Saksi I (PH)                      :   ya namanya kerja serabutan pak, tidak terus pegang uang. Kalau di warung saya terdakwa sering ngutang, tapi terdakwa rajin untuk melunasi hutang-hutangnya di warung saya pak.

  1. Terdakwa :   Apakah saudara mengetahui terkait dengan pencurian yang dilakukan oleh terdakwa bersama temannya andy?

 

Saksi I (PH)                      :   ya pak, saya baru mengetahuinya, dan saya terkejut karena sepengetahuan saya Mba. Adhel ini rajin beribadah dan di kampung juga sangat baik orangnya dengan warga yang lainnya.

 

JPU                                    :   Saudara saksi, apakah saudara pernah melihat terdakwa dengan rekannya andy membawa onderdil sepeda motor di kediamannya?

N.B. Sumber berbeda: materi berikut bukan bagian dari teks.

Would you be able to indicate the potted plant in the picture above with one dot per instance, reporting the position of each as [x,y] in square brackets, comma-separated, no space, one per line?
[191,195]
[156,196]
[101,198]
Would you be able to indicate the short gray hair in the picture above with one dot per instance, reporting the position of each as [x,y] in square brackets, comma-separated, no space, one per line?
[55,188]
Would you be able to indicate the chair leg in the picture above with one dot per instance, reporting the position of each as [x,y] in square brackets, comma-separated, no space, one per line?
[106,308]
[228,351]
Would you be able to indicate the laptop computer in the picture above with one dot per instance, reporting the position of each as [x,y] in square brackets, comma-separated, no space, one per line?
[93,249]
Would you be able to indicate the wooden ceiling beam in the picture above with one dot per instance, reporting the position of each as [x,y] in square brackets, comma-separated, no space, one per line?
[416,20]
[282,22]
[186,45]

Saksi I (PH)                      :   Tidak bu, saya tidak pernah melihatnya. Yang saya ketahui Mba adhel ini juga tidak terlalu sering bergaul dengan Andy.

JPU                                    :   Saudara saksi apakah terdakwa pernah melakukan tindakkan pencurian di Komplek/Kampung anda?

Saksi I (PH)                      :   Kalau sepengetahuan saya, di kampung tidak pernah ada masalah bu.

JPU                                    :   Cukup Yang Mulia.

 

Hakim Ketua                    :    Baik, saudara Hakim Anggota I, apakah ada yang perlu ditanyakan kepada Saudara Saksi?

Hakim Anggota I             :   Tidak Pak Ketua.

Hakim Ketua                    :    Saudara Hakim Anggota II apakah ada yang perlu dipertanyakan kepada Saksi?

Hakim Anggota II           :   Tidak Pak Ketua.

Hakim Ketua                    :   Saudara saksi, apakah saudara saksi ingin menambahkan keterangan lain ?

Saksi I (PH)                      :    Cukup pak Hakim

Hakim Ketua                    :    Baik keterangan dari saksi dianggap cukup, dan kami ucapkan terima kasih, dan apabila kami membutuhkan keterangan dari saksi lagi, kami berharap saudara saksi tidak berkeberatan untuk hadir kembali di persidangan ini, silahkan saudara saksi dapat menuju tempat yang telah disediakan dan jangan bercakap-cakap dengan saksi atau ahli lainnya.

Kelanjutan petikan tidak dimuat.